Duly Noted

Eight students receive LSAT Prep scholarships from Warner

Eight minority students have received Law School Admissions Test, or LSAT, Preparation scholarships from Warner Norcross + Judd LLP.

Now in its 11th year, the program provides scholarships to enable selected minority students at Michigan colleges to attend a study course designed to prepare them to take the LSAT. Studies have shown that students who take a formal LSAT prep course score higher on the test, which determines entrance into law school.

The 2018 scholarship winners are:

- Julia Alexander, Oakland University
- Anna Buckingham, Calvin College
- Kierra Gray, University of Michigan Ann Arbor
- Alexandria Jackson, Western Michigan University
- Tierra Love-Jones, Davenport University
- Allison Wilder, Davenport University
- Desirae Williams, Central Michigan University
- Claudia Yasso, Wayne State University

The LSAT program is one of two scholarship initiatives offered by the firm to promote diversity in the legal profession. Warner also sponsors a Minority Scholarship Program that provides financial support to students pursuing a legal career. Since it began offering scholarships, Warner has provided more than $185,000 to support programs that encourage minority students to pursue a law career.

For more information on these scholarships, visit wnj.com/Careers/Diversity/Minority-Scholarships-and-Applications.


OK2SAY receives 365 tips in the month of June

Michigan Attorney General Bill Schuette has released the June 2018 tip numbers for his OK2SAY student safety initiative. During the month of June, OK2SAY received 365 tips, bringing the total number of tips to 14,552 since the program began in 2014.

The highest number of tips submitted by Michigan students in June were in the following categories: Suicide Threat - 122; Bullying - 34; Drugs - 34;  Self Harm - 28

The OK2SAY tip line is available for tips 24/7, 365 days a year, even in the summer months when school is not in session.
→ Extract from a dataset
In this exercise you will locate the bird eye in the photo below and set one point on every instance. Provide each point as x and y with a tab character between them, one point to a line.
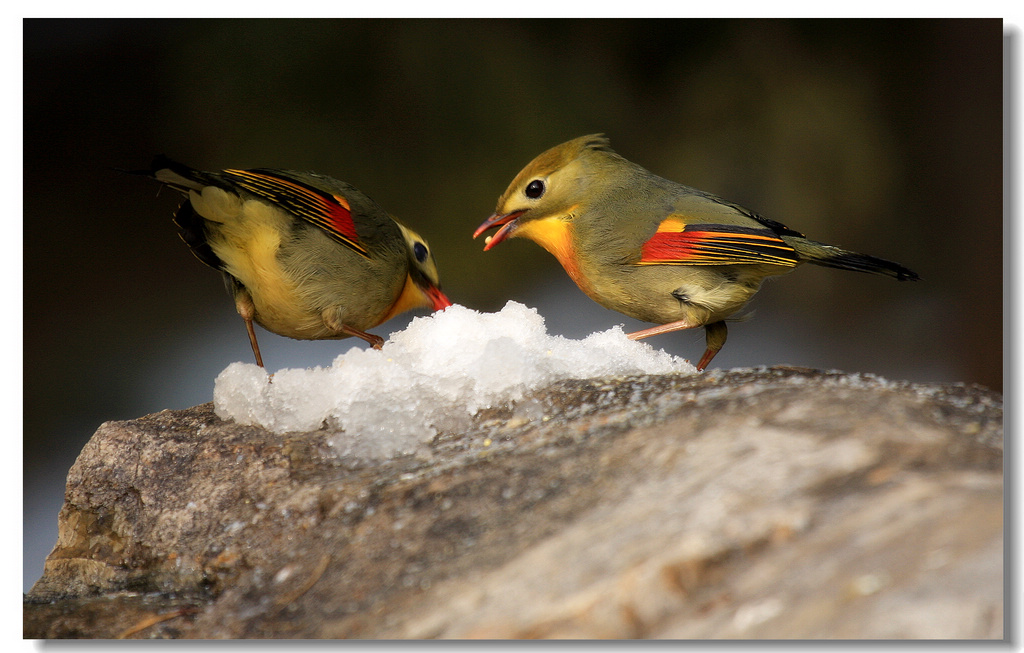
535	189
420	252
OK2SAY is a student safety program that acts as an early warning system in Michigan schools to prevent tragedies before they occur. The program encourages students to submit confidential tips to trained technicians regarding potential harm or threats. In June more than 880 students heard an OK2SAY presentation, bringing the total number to more than 493,000 students since the program’s inception in 2014.